Halaman

April 25, 2011

MENUJU KOTA FILM (Laporan dari ‘Pekan Film Dokumenter Magelang 2011’).


Oleh: Myasa Poetika.

Borobudurlinks, 25 April 2011.
Banyak kalangan yang kurang percaya kalau film-film yang mereka saksikan malam itu adalah buatan siswa/I SMU dan SMP. Begitulah suasana yang terekam dari beberapa orang yang hadir pada pembukaan ‘PEKAN FILM DOKUMENTER MAGELANG 2011’, ketika dua film berjudul ‘Langit Merah Bulan Juni’ dan ‘Kotaku Kota Patung’ selesai diputar.
“Benar film itu buatan anak SMP ? “, tanya Bambang Eka Prasetya, seorang deklamator sekalgus pengusaha property, yang malam itu datang bersama istrinya, Mbak Nies, mantan anggota DPRD Kabupaten Magelang. “Gambar-gambarnya bagus ya…”, sergah Mami Kato, warga Jepang pemilik Studio Mendut.
“Film ‘Kotaku Kota Patung’ memang dibikin oleh Dini dkk, siswa/i sebuah SMP di kota Muntilan. Film itu dibuat dalam rangka lomba Kid Witness News yang diadakan sebuah merk produk elektronik, “ jelas Mualim M Sukethi, penggagas acara yang sekaligus Pemred borobudurlinks.com. Mendengar penjelasan itu, kedua aktivis kebudayaan Magelang itu nampak kagum.
Mualim juga menjelasakan kalau dari kawasan Muntilan muncul beberapa karya film yang bagus. Setidaknya pada pekan film kali ini, selain ‘Kotaku Kota Patung’, juga diputar ‘Againts Incapable’, karya Johanes Aditya yang memenangkan predikat film terbaik pada ‘Festival Film Dokumenter Jogyakarta 2005’.
“Mungkin suatu ketika Muntilan bisa mewakili Magelang Raya sebagai kota film, “ ujar Mualim, seraya menyebut beberapa judul film pendek karya beberapa komunitas film di kota ‘tape ketan’ itu, yang memenangkan beberapa penghargaan saat ‘Festival Film Pendek Tidar 2010’ lalu. “Yang jelas kualitas teknisnya jauh lebih bagus dari rata-rata film yang dibuat ‘saudaranya’ dari kota Magelang, “ puji Mualim lebih lanjut.
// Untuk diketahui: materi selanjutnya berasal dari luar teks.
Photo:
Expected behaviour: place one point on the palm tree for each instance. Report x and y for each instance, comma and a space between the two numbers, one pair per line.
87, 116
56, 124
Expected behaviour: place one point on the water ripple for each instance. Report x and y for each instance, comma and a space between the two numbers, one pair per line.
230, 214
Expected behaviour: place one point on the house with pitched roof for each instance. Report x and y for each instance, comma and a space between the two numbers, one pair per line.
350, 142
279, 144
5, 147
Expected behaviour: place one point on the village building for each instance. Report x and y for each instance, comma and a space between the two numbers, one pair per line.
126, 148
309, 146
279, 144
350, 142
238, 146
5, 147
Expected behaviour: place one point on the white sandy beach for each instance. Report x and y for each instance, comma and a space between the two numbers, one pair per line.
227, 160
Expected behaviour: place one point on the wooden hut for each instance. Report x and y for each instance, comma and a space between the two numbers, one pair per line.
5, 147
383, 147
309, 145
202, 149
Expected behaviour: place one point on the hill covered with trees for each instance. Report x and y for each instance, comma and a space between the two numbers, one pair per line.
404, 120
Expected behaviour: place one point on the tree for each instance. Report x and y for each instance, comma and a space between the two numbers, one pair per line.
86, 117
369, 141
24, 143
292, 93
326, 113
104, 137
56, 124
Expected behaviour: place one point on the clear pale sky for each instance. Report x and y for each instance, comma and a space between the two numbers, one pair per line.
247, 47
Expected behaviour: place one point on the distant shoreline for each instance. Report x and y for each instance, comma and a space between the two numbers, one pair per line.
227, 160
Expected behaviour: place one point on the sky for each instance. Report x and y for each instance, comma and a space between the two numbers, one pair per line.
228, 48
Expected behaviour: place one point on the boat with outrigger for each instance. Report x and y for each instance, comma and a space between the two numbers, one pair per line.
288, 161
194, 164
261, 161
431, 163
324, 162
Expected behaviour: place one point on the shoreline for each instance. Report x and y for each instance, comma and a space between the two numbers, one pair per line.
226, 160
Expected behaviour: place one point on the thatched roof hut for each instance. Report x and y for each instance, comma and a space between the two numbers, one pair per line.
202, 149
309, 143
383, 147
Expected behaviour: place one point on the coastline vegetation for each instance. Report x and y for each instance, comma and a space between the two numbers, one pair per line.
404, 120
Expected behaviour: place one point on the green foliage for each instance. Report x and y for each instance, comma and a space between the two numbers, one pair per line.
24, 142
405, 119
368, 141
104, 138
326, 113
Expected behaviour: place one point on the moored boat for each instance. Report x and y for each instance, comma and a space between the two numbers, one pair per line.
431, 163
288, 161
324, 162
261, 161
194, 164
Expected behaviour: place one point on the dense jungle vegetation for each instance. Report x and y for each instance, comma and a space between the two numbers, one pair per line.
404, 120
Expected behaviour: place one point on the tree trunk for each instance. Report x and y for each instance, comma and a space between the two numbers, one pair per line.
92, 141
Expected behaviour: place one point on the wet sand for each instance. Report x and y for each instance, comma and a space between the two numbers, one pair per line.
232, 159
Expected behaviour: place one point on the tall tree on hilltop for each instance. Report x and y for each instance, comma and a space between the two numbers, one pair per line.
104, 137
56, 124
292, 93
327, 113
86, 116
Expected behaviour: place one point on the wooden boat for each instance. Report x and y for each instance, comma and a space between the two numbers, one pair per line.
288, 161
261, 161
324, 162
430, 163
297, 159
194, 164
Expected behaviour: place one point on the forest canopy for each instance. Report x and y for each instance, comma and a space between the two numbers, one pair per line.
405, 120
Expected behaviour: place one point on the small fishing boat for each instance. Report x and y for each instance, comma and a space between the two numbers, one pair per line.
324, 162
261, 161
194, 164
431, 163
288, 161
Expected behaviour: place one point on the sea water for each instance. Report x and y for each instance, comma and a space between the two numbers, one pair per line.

Pujian dan harapan memang bermunculan dari para hadirin yang jumlahnya cukup banyak pada pembukaan pecan film ini. “Lewat pengalaman mengelola forum seperti ini, kami berharap suatu ketika kami bisa mengadakan festival film yang bertaraf nasional bahkan internasional di Magelang, “ kata Ginanjar Teguh Iman, Koordinator Acara, dalam sambutannya. Ginanjar yang masuk final ‘Eagle Award 2009’ lewat filmnya “Dunia Kecil Dalam Kotak’, adalah penyelenggara ‘Festival Film Pendek Tidar 2010’.
“Semoga acara semacam ini mampu mendorong seniman film dari Magelang berkarya lebih baik lagi. Sehingga kehidupan senibudaya Magelang makin dinamis, “ sambut Edi Wahyanto, Kepala Dinas Pemuda Olahraga Budaya dan Pariwisata (Disporabudpar) kota Magelang. Selain Edi, nampak hadir Catur Sawahyo (Sekretaris Disporabudpar), Hartanto (mantan dekan FFTV-IKJ dan pendiri GrabagTV), Sutanto (Komunitas 5 Gunung), Sutrisman MSc (Akademi Magelang), Mbilung Sarawita (DKKM), Gepeng Nugroho (sutradara teater), dan Dorothea Rosa Herliany (penyair, Pengelola Rumah Buku Dunia Tera).
Sementara beberapa perupa Magelang ikut meramaikan perhelatan malam itu, antara lain: Deddy PAW, Damtoz Andreas, Kaji Habib, Untung Laluna, dan Wahudi. Tiga nama terakhir adalah pengelola ‘Magelang Art Pop-pourri’, yang menjadi mitra borobudurlinks sebagai penyelenggara hajatan budaya ini.
Selain memutar film, acara pembukaan malam itu juga diramaikan oleh performing-art Eka Pradaning, seorang penari pemimpin Padepokan ‘Tapak Liman’ Candimulyo, kabupaten Magelang. Selain menembangkan sinom yang menggambarkan kegundahan hati para pedagang pasar Rejowinangun, Eka dengan cerdik dan plastis memainkan enam buah lilin, yang berfungsi menjadi tatacahaya tariannya sekaligus menjadi idium api yang meluluhlantakan pasar legendaries bagi warga Magelang yang terbakar 3 tahun lalu itu.
Sedangkan Ki Sambi, seniman ketoprak/wayang wong, yang membuka pekan film ini juga menembangkan peristiwa terbakarnya pasar 3 tahun lalu itu, melengkapi sambutannya yang disampaikan dalam bahasa Jawa alusan. Salah satu penemu watang gethuk, yang juga pedagang barang antic atau klithikan di pasar penampungan, itu dengan tepat menggambarkan dirinya dan para pedagang lainnya yang cukup lama menantikan kepastian pembangunan pasar yang menjadi urat nadi kehidupan keluarganya itu.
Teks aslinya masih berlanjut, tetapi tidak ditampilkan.